Code Christian, Domanov Yegor, Jutila Arimatti, Kinnunen Paavo K J
Helsinki Biophysics and Biomembrane Group, Medical Biochemistry, Institute of Biomedicine, University of Helsinki, Finland.
Biophys J. 2008 Jul;95(1):215-24. doi: 10.1529/biophysj.108.128710. Epub 2008 Mar 13.
The lag-burst behavior in the action of phospholipase A(2) (PLA(2)) on 1,2-dipalmitoyl-sn-glycero-3-phosphocholine was investigated at temperatures slightly offset from the main phase transition temperature T(m) of this lipid, thus slowing down the kinetics of the activation process. Distinct stages leading to maximal activity were resolved using a combination of fluorescence parameters, including Förster resonance energy transfer between donor- and acceptor-labeled enzyme, fluorescence anisotropy, and lifetime, as well as thioflavin T fluorescence enhancement. We showed that the interfacial activation of PLA(2), evident after the preceding lag phase, coincides with the formation of oligomers staining with thioflavin T and subsequently with Congo red. Based on previous studies and our findings here, we propose a novel mechanism for the control of PLA(2), involving amyloid protofibrils with highly augmented enzymatic activity. Subsequently, these protofibrils form "mature" fibrils, devoid of activity. Accordingly, the process of amyloid formation is used as an on-off switch to obtain a transient burst in enzymatic catalysis.

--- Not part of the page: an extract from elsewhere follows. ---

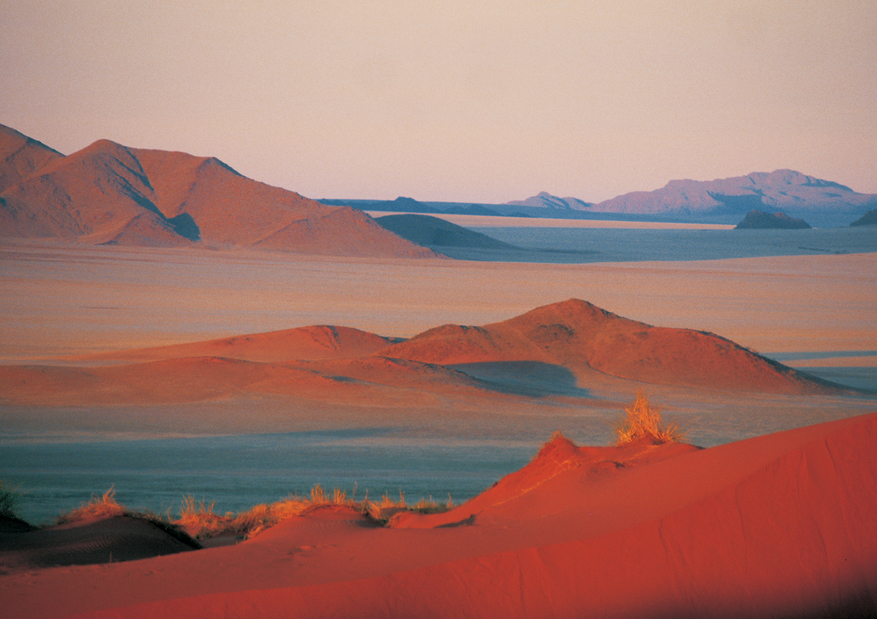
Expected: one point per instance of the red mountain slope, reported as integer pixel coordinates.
(582, 337)
(108, 193)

在略偏离1,2 - 二棕榈酰 - sn - 甘油 - 3 - 磷酸胆碱主相变温度T(m)的温度下,研究了磷脂酶A(2)(PLA(2))作用于该脂质时的滞后 - 爆发行为,从而减缓了活化过程的动力学。通过结合荧光参数,包括供体和受体标记酶之间的Förster共振能量转移、荧光各向异性和寿命,以及硫黄素T荧光增强,解析了导致最大活性的不同阶段。我们表明,在先前的滞后阶段之后明显的PLA(2)界面活化,与用硫黄素T染色随后用刚果红染色的寡聚体形成相吻合。基于先前的研究和我们在此的发现,我们提出了一种控制PLA(2)的新机制,涉及具有高度增强酶活性的淀粉样原纤维。随后,这些原纤维形成“成熟”纤维,失去活性。因此,淀粉样蛋白形成过程被用作一个开关,以在酶催化中获得短暂的爆发。